Ginger is a well-studied natural alternative for nausea specifically. Clinical trials have used doses ranging from 250 mg to 1 g per day, split into three or four doses, and found that 1 g per day works about as well as higher doses. You can get this from ginger capsules, ginger chews, or strong ginger tea made from fresh root. It’s particularly useful during pregnancy or for motion sickness, when you want to avoid medications.

Cramping and Spasms

Crampy, squeezing pain in your lower abdomen often comes from your intestinal muscles contracting too forcefully. This is common with IBS, menstrual-related stomach pain, and stress. Peppermint oil capsules, mentioned above, are the go-to over-the-counter option. Chamomile tea has milder but real effects on intestinal and menstrual cramps. For more severe or persistent cramping, prescription antispasmodics like dicyclomine work by blocking the nerve signals that trigger muscle contractions, but these require a doctor’s involvement.

A heating pad placed over the painful area can also relax cramping muscles and is worth combining with whatever you take orally.

Diarrhea With Stomach Pain

If your stomach pain is tied to frequent loose stools, you have two main choices. Loperamide (Imodium) slows the movement of your intestines, giving them more time to absorb water. Bismuth subsalicylate (Pepto-Bismol) takes a broader approach, reducing inflammation and killing some bacteria. In a head-to-head comparison, loperamide provided faster and more complete relief of acute diarrhea than bismuth subsalicylate, with subjects rating it significantly better after 24 hours. If your primary goal is to stop the diarrhea quickly, loperamide is the stronger choice.
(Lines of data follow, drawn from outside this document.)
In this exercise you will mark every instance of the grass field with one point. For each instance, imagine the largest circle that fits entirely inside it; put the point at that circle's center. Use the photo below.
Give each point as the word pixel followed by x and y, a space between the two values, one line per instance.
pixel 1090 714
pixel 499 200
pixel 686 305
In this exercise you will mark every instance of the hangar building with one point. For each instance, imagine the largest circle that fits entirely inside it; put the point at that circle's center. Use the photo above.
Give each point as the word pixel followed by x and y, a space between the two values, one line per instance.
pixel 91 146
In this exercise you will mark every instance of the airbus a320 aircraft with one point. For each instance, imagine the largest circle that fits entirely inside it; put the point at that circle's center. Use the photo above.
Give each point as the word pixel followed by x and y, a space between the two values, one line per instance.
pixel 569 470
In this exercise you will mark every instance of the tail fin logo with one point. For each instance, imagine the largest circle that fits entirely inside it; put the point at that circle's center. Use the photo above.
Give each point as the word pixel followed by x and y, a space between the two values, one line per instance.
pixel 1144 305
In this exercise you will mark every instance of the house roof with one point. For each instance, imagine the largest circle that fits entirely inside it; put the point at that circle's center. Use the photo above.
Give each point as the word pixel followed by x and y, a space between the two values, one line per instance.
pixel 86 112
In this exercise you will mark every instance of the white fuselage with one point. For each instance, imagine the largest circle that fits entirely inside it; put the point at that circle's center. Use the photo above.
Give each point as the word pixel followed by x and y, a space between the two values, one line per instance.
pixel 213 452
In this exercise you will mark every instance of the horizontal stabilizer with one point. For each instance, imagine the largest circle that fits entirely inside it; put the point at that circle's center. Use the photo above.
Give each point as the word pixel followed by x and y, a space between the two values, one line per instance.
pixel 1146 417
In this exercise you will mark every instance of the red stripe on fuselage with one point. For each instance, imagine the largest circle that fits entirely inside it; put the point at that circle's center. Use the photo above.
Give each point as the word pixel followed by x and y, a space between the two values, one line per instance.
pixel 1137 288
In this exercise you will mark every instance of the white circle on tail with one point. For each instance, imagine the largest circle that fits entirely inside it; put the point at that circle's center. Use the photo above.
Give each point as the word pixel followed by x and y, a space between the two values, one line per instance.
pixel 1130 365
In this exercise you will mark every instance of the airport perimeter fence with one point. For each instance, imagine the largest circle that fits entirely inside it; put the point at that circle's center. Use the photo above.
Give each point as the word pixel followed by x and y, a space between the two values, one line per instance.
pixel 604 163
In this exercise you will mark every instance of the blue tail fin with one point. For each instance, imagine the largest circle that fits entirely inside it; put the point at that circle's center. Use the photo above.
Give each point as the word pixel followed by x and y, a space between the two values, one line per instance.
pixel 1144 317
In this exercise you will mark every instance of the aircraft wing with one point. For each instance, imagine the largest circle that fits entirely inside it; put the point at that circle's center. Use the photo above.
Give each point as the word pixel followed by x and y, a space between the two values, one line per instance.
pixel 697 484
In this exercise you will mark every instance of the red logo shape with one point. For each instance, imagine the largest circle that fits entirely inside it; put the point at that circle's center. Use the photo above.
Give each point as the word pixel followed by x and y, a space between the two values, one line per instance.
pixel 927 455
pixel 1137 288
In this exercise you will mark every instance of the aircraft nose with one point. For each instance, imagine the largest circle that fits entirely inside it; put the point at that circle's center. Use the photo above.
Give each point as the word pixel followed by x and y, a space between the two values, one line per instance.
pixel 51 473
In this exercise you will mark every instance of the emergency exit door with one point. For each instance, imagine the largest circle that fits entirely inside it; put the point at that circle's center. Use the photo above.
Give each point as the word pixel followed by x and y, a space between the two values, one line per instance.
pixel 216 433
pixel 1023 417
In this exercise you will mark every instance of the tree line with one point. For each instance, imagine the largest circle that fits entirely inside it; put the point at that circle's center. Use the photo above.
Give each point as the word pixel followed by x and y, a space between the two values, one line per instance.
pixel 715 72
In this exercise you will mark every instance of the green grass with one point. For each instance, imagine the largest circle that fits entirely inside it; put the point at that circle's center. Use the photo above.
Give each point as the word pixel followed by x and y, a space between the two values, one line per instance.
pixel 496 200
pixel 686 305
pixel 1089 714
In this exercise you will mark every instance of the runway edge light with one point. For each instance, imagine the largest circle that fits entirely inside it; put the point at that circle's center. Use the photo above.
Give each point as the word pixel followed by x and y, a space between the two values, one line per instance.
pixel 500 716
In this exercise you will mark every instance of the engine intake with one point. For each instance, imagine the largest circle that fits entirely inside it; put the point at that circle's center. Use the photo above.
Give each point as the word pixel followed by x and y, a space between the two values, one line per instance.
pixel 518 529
If you also have nausea or general queasiness alongside the diarrhea, bismuth subsalicylate’s broader coverage may be more useful.

One important exception: if you have a fever along with bloody or mucus-filled diarrhea, skip both and see a doctor. These signs suggest an infection that your body needs to clear, and slowing your gut down can make things worse.

What to Avoid Taking

If your pain is in your stomach itself, do not take ibuprofen, aspirin, or other NSAIDs. These drugs work by blocking the production of prostaglandins, chemicals that cause pain and inflammation. The problem is that prostaglandins also protect your stomach lining. Blocking them can irritate an already-painful stomach, worsen ulcers, and even cause new damage. If you need a pain reliever alongside your stomach symptoms, acetaminophen (Tylenol) is much easier on the stomach and can be taken with or without food.

Stomach Pain in Children

Children’s options are more limited. Simethicone is safe at all ages, including infancy, and is available as drops for babies and chewable tablets for older kids. Calcium carbonate antacids made specifically for children (like Pepto Kids chewables) can help with acid-related discomfort. Do not give a child adult Pepto-Bismol or any bismuth subsalicylate product. Aspirin and aspirin-containing products should be avoided in children under 16 who have fever or viral symptoms because of the risk of Reye’s syndrome, a rare but serious condition affecting the brain and liver.

Signs That Need Medical Attention

Most stomach pain resolves on its own or with the remedies above. Certain patterns, though, signal something that over-the-counter products can’t fix: severe pain with a rigid or distended abdomen, vomiting blood or bile, signs of gastrointestinal bleeding (black or tarry stools, blood in stool), fainting, high fever alongside the pain, or pain following abdominal trauma. Pain that localizes to one specific spot, especially the lower right abdomen, deserves prompt evaluation. If you’re over 50 and experiencing new or unusual abdominal pain, or if you’re pregnant, the threshold for seeking care should be lower since the range of possible causes expands significantly in both groups.